How to Boost Executive Function in Tweens?

 


Executive functions involve life skills that help us concentrate, plan, prioritize and work toward goals. It also helps us manage our responses and emotions effectively while adapting to new and unexpected situations. Because executive functions supervise and coordinate various cognitive, behavioural, and emotional tasks, they make it possible for us to deal with complex challenges and come out triumphant. But executive functions are often challenging to grasp for teenagers. It’s because our executive function skills are not fully developed until early adulthood. But these skills start to progress from the first year of life, so you can have an early start with pre-nursery schools in Noida to boost your children's executive functioning.

 After completing their nursery school education, primary and middle school students suddenly face more tricky schedules, complex academic work, and expanding curriculum. While some children struggle academically, others have difficulty in regulating their emotions. But teenagers who fall short in executive function skills may struggle in becoming self-independent and making plans for the future, such as school admissions2021. Hence, they need to learn some form of executive function skills during childhood to manage it all.

 These skills are vital for learning and development and also enable positive behaviour. Hence, it will allow them to make healthy choices for themselves and their families. When children develop executive function and self-regulation skills early in their formative years, they will reap personal and social benefits all their life. But unlike other developmental milestones, parents need to invest more time and efforts to help their children reach executive function milestones. That's why some children experience minimal challenges or delays in achieving these skills.

 Teenagers often have a problem with self-regulation and go through a rebellious phase. But they're also expanding their network of friends while getting bestowed with new and complicated school schedules. With increased academic demands and after-school obligations, they have a lot to keep track of, especially middle school children. Hence, teens and parents need evidence-based methods to strengthen executive function.

 As one of the top 10 schools in Noida, we have pored over recent research in the field to find proven and evidence-based strategies to boost executive functioning in kids:

Let children talk to themselves.

In preschool, kids learn by repeating what their educators say to them out loud, which help them comprehend the statement. Hence, they should continue this tradition as a form of self-management to exert self-control throughout their lives. Ultimately, it will help them develop a moral compass which adults know as their inner voice. It helps them confront moral dilemmas, find ways to get out of sticky situations and push themselves to try new challenges. It allows them to step outside their comfort zone and broaden their perspectives.

You also have to teach them about consequences to help them manage stressful experiences like tests or arguments with friends. It can also mean reconsidering a pressing problem from the perspective of their peers and asking what your parents do in this situation? When they reframe and talk through an issue more positively, they will come out unscathed.
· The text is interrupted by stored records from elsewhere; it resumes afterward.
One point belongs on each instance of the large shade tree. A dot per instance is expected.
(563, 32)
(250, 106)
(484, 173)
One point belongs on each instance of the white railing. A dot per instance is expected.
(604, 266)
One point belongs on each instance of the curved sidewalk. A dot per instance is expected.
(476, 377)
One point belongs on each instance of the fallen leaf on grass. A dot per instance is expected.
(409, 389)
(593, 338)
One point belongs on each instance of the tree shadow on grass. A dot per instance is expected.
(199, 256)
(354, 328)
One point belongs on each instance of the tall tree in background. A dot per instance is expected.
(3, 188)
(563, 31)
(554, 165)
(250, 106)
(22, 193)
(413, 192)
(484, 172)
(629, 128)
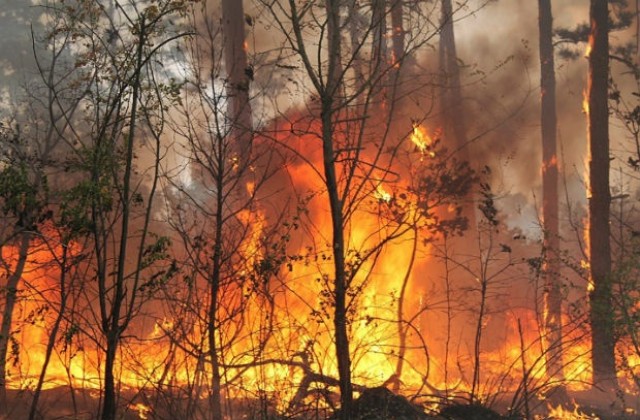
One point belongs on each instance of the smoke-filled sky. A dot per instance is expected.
(505, 31)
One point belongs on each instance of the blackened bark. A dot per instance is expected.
(7, 313)
(451, 107)
(548, 118)
(239, 75)
(329, 105)
(603, 358)
(397, 22)
(454, 121)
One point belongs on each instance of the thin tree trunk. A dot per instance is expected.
(451, 86)
(329, 104)
(552, 287)
(378, 55)
(239, 75)
(214, 286)
(7, 315)
(397, 22)
(114, 327)
(54, 333)
(451, 107)
(402, 328)
(603, 357)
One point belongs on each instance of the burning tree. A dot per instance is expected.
(122, 108)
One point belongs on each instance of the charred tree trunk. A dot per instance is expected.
(603, 342)
(113, 324)
(378, 55)
(451, 95)
(239, 75)
(214, 286)
(53, 335)
(329, 105)
(552, 287)
(397, 22)
(7, 313)
(451, 109)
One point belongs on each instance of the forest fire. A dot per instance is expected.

Recognize your children's pressure points.

Academic success and emotional safety are directly linked with one another. When children feel emotionally safe and ready, they tend to believe they can do anything. Children feel most overwhelmed during their exams. Hence, a period of self-reflection during these testing times might be crucial to success in study. Even researchers and educators found that when students took some time to reflect on their preparation and spoke words of encouragement to themselves before a test, their scores improved significantly. However, prompting emotional stability shouldn’t be confined to test-taking. We should prepare children emotionally before challenges like study habits, sporting events, or academic projects through a pep talk.

 Help them understand the reason.

When children learn new skills, they take much interest in the learning process when they know the purpose behind it. Hence, you must help them understand the rationale behind your actions, or they might treat it as a waste of time. Depending on their interests, kids are constantly weighing things to see which one is worth their effort. But when you explain the rationale behind your strategy, you pique their interest, which encourages them to follow suit.